As for his personal life, Freud was born into a family full of complexity and confusion. He had two older siblings that were from the same father, but their mother died and his father, Jacob Freud married Sigmonds mother. Sigmond was third child in the family as well as the first of eight. His mother married Freud’s father when she was 20 and he was 41. It should be no wonder that Sigmund Freud was the first to document the notion that birth order as well as gender would have great influences in a persons later life.
Throughout his career in studying the mind, Freud experimented with and was addicted to cocaine. He smoked cigars and endured cancer of the jaw in a time when medical options for treatment of cancer were not as they are today. Eventually he died of throat cancer. Well, he actually died from euthanasia, but it was because of his cancer that he asked his physician to give him a lethal dose of morphine in 1939.
As for religion, he is often quoted as believing that religion was a mere illusion, and he often called it something the whole world would be better without. Still, the man born to Jewish parents, who grew up in the Roman Catholic town of Freiburg, Moravia and was himself saved from Hitler's Invasion of his country by a Nazi officer who liked his books and being set over the Freud family affairs, allowed him to escape to Britan. Ironically, Frued ended his life writing his last book on the topic of religion titled, Moses and Monotheism, (1938.)

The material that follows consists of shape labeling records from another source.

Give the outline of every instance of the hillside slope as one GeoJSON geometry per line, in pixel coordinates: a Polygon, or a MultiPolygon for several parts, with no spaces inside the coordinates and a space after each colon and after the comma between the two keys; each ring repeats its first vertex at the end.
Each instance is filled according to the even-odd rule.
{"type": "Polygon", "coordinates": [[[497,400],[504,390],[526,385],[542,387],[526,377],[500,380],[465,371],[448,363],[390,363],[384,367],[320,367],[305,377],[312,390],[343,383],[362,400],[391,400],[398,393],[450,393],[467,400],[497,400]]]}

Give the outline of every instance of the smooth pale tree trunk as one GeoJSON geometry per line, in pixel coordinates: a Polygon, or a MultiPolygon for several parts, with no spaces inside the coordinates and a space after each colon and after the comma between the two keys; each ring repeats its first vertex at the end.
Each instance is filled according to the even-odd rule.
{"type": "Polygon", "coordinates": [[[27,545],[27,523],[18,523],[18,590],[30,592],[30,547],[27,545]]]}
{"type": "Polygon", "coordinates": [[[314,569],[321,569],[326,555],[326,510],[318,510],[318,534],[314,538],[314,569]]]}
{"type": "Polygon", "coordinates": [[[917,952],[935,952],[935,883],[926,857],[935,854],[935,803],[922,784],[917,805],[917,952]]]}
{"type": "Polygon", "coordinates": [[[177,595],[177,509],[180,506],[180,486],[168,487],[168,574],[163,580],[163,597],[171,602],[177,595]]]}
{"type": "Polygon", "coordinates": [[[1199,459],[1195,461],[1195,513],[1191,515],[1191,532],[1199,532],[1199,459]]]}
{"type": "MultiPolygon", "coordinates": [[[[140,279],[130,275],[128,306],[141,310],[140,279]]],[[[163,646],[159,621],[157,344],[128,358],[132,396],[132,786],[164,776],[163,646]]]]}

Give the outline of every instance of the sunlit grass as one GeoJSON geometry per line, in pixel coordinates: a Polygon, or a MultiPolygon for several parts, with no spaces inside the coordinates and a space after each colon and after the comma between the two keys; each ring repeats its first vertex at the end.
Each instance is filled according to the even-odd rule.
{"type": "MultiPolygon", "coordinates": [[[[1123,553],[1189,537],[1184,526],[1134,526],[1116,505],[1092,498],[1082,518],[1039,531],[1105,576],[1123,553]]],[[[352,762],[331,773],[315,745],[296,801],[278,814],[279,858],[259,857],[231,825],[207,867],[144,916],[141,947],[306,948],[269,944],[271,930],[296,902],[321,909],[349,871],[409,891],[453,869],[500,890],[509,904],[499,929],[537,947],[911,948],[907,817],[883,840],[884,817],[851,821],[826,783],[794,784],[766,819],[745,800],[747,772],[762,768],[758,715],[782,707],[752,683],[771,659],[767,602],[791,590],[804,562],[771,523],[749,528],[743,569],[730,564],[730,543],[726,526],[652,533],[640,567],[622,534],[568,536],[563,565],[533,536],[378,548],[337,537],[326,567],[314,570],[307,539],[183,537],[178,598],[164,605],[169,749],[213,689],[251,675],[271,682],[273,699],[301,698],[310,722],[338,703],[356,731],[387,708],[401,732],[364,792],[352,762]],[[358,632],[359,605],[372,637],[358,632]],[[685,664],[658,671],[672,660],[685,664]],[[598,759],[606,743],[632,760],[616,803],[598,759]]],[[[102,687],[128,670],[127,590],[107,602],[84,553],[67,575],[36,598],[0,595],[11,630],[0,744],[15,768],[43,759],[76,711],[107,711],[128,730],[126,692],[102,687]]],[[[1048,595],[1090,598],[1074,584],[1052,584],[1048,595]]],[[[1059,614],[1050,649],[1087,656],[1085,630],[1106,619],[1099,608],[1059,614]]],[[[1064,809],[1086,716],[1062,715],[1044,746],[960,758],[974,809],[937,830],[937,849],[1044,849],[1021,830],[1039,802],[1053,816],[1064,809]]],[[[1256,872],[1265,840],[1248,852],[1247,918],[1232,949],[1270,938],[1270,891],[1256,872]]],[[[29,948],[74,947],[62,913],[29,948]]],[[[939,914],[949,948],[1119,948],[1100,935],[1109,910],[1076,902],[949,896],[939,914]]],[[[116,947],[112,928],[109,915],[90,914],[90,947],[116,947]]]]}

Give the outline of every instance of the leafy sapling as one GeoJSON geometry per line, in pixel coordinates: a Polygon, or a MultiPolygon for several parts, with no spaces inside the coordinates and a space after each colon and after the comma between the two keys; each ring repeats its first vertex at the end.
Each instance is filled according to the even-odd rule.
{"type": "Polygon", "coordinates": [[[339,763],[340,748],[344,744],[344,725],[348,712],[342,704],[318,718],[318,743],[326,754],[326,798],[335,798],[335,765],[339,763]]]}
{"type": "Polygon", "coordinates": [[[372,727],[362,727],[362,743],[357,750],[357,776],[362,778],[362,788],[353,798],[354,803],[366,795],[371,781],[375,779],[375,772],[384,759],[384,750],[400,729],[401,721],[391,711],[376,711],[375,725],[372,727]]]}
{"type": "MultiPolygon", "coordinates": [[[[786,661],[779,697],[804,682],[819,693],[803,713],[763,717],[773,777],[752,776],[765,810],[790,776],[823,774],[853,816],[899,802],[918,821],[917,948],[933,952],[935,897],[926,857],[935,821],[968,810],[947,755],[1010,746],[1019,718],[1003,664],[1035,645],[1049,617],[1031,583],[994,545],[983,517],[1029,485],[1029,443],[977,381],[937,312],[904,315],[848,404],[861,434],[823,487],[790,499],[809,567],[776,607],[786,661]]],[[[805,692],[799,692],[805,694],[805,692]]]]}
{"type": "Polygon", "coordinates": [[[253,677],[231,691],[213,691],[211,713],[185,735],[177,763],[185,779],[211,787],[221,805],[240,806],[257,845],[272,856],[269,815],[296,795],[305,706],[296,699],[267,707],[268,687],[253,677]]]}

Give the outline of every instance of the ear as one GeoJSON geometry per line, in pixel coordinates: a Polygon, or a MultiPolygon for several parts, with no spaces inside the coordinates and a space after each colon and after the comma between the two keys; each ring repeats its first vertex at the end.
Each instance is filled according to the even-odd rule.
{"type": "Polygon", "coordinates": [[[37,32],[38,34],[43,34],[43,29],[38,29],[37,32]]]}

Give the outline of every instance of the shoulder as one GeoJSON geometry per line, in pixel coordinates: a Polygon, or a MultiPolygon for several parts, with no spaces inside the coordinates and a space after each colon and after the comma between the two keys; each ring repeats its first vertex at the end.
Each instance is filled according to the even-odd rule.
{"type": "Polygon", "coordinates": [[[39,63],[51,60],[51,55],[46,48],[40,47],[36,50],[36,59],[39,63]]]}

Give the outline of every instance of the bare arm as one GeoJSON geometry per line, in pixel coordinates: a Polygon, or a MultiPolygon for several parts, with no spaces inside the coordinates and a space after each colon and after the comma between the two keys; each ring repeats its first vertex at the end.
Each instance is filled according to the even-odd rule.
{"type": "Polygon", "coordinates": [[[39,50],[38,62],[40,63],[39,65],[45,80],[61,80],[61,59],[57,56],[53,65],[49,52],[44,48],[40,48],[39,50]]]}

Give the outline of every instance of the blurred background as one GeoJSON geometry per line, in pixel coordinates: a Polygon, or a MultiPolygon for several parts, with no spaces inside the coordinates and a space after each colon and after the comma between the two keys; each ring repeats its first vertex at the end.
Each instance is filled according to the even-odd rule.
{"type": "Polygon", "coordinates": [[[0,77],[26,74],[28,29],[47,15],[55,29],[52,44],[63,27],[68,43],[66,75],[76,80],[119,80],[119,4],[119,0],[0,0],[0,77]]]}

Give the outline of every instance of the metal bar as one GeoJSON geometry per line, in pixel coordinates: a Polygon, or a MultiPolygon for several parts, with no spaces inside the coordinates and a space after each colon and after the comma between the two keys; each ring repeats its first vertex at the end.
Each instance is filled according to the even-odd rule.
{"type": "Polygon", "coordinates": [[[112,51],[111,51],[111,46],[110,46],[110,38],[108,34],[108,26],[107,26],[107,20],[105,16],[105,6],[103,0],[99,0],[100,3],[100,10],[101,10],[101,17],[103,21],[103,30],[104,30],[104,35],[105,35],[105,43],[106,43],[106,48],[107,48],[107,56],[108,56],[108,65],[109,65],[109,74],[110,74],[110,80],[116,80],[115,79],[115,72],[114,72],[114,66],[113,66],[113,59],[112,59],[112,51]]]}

Freud wasn't a convert to any particular religion, nor was that the purpose of this writing, but the now eighty year old man had obviously had given great thought to the Bible and the biblical record...his own family's heritage... and had something to say about it all. He obviously had to come to some sort of terms with the impact of religion, and his heritage as a human being. It seems one can simply not ignore the effect of religion and morality both in the human psyche and in the role it has in the history of the world.